Quoi qu'il en soit, les efforts déployés par les participants à l'exploitation du navire Hanzala sont louables à deux égards :
Le premier est qu'il s'agit d'un acte de solidarité, même s'il n'affecte en rien le cours de la guerre d'extermination.
L'autre aspect - et c'est le plus important - est que cette scène montre que briser le siège de Gaza, secourir ses habitants et les soutenir ne peut se faire par des convois de militants civils, mais nécessite une force militaire.

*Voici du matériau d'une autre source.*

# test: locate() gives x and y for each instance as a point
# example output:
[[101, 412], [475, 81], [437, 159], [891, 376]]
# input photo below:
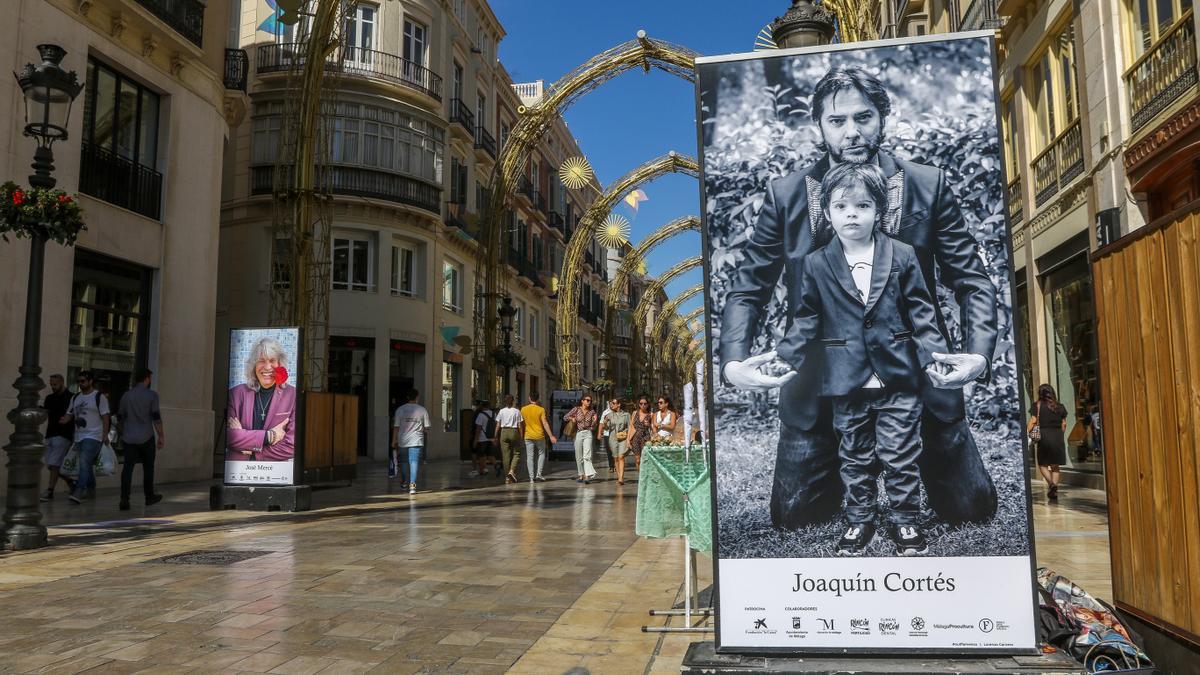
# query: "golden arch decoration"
[[658, 285], [573, 261], [672, 309], [534, 124]]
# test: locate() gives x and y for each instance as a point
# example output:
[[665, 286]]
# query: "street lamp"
[[803, 24], [507, 311], [48, 93]]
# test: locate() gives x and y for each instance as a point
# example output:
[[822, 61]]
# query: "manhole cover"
[[209, 557]]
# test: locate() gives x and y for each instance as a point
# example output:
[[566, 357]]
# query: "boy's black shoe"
[[856, 538], [910, 541]]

Ce qui se passe à Gaza, à savoir l'extermination par les bombardements, la famine et le siège, sont des actes militaires commis par l'armée de l'entité en utilisant les armes et les technologies les plus puissantes fournies par l'Occident, avec tout le soutien médiatique et diplomatique nécessaire, en plus du recrutement de ses agents parmi les régimes en place dans les pays musulmans, pour qu'ils soient tous des partenaires actifs dans la guerre d'extermination que subit Gaza. Une guerre de cette nature peut-elle être arrêtée par un navire transportant des militants ? Bien sûr que non, mais elle peut l'être par une tempête terrestre, aérienne et maritime qui détruira cette entité et fera oublier les murmures de Satan, de sorte qu'ils ne sauront pas d'où se défendre, et ne trouveront ni refuge ni grottes pour les abriter, et ils s'enfuiront. Une telle tempête est digne de la meilleure nation qui ait été suscitée pour les hommes, et il ne convient pas qu'elle attende les résultats des efforts des militants étrangers. Elle arrivera inévitablement, et heureux celui qui sera un vent destructeur, un éclair brûlant et une pluie transperçante.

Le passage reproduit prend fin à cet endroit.